Conciente de la ausencia de enfoque diferencial en la respuesta que el Gobierno de Colombia esta realizando en su política de atención a la pandemia “CoronaVirus 2019”, en adelante COVID-19, que cuenta con un total de 718.685 casos confirmados en el mundo y 33.881 muertes1, y alarmados por la necesidad de entender y atender urgentemente las particularidades que la expansión del COVID-19 tiene en el pueblo y comunidades afrodescendientes, pues cálculos expertos ya nos indican que solo en el Pacífico podriamos terminar enfrentando el contagio de 765.622 personas de las cuales 190 mil requerirán tratamiento intrahospitalario especializado, el Consejo Nacional de Paz Afrocolombiana-CONPA pone al servicio de las comunidades, organizaciones, familias y personas afrodescendientes el siguiente conjunto de directrices en orden de incrementar el nivel de preparación, alerta y respuesta para prevenir o manejar posibles casos de COVID-19. 

¿Por qué debemos tomar y acatar medidas drásticas? Pongamoslo en contexto: 

El racismo también incide en la pandemia. Pese al reconocimiento Constitucional y la multitud de iniciativas legislativas, sentencias judiciales, políticas y programas adoptados por el Estado colombiano para responder al racismo estructural que afecta a la población afrodescendiente, su larga historia de mala aplicación y los escasos recursos destinados han conducido a que la población afrodescendiente (entre el 10 y 20% del total de población nacional: 5 o 10 millones de personas aprox.) siga siendo víctima de una discriminación estructural generalizada, hasta el punto de que alrededor del 80% de las y los afrocolombinos tienen sus necesidades básicas insatisfechas y más del 60% carecen de acceso a servicios sociales y programas de asistencia. Situación que es más crítica en los territorios rurales y en las zonas urbanas donde la segregación racial de facto de personas afrodescendientes, en su mayoría desplazadas, les obliga a vivir en los barrios más pobres y en viviendas de escasa calidad, sin agua de calidad y saneamiento básico, en donde el  acceso a los servicios de salud es muy deficiente y en los entornos rurales casi nulo.  

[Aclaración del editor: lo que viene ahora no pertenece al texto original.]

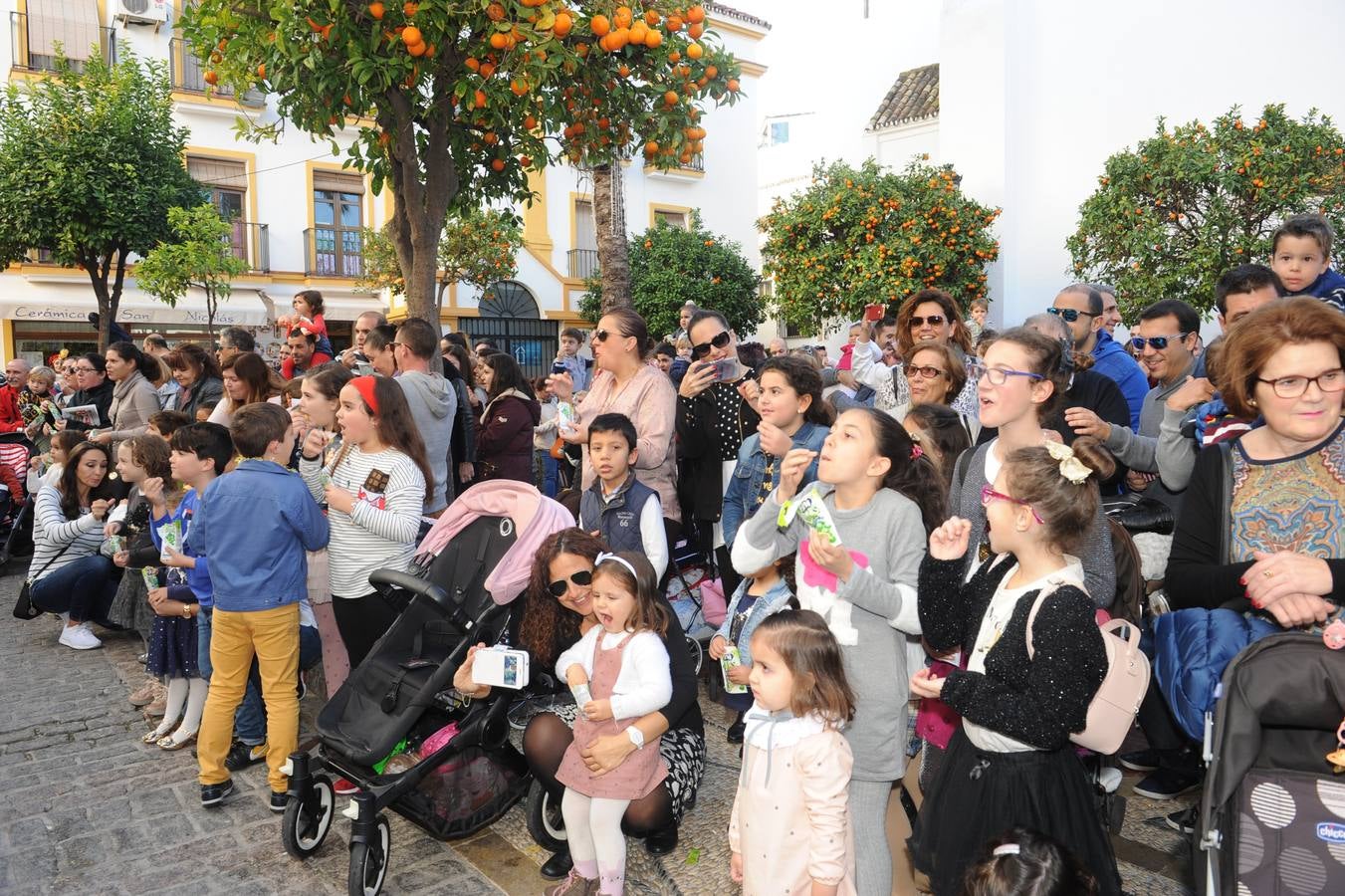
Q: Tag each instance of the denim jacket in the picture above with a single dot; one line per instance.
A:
(769, 604)
(746, 494)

La población afrodescendiente está en un alto riesgo ante la PANDEMIA del COVID-19 y los territorios mayoritariamente afrodescendientes no cuentan con una red de equipamentos y personal que le permita atender debidamente las posibles personas afectadas por esta enfermedad. Preocupa entonces que la población afrodescendiente habita mayoritariamente territorios que tienen una precaria o nula infraestructura de servicios de salud, como lo ejemplifica claramente el departamento del Chocó que cuenta con 457 mil personas, la mayoría de ellas afrodescendientes, y no cuenta hospitales o clinicas de Complejidad Alta (tercer nivel de atención) que serían los indicados para el tratamiento especializado que requieren las personas afectatas por el COVID-19, y solo existen en todo el departamento 7 equipamentos de Mediana Complejidad (segundo nivel) con una reconocida precariedad de especialistas y equipamentos.  

En una situación similar y en algunos casos peor se encuentran poblaciones mayoritariamente afrodescendientes en el Caribe colombiano, en San Andrés y Providencia y en los 50 municipios que integral el litoral Pacífico. Los afrodescendientes que se han desplazado forazadamente o migrado a las ciudades que cuentan con estos equipamentos como Bogotá, Medellín, Cali, Cartagena, por su marginación y por vivir en las zonas perifericas y mayormente sobrepobladas, debido a su precario acceso al derecho a la salud, también presenta un alto nivel de vulneración ante esta pandemia. Además en la población hay una alta taza de personas que sufren enfermedades cardio-respitatorias y de defensas, así como tuberculosis, lo cual las hace altamente vulnerables. 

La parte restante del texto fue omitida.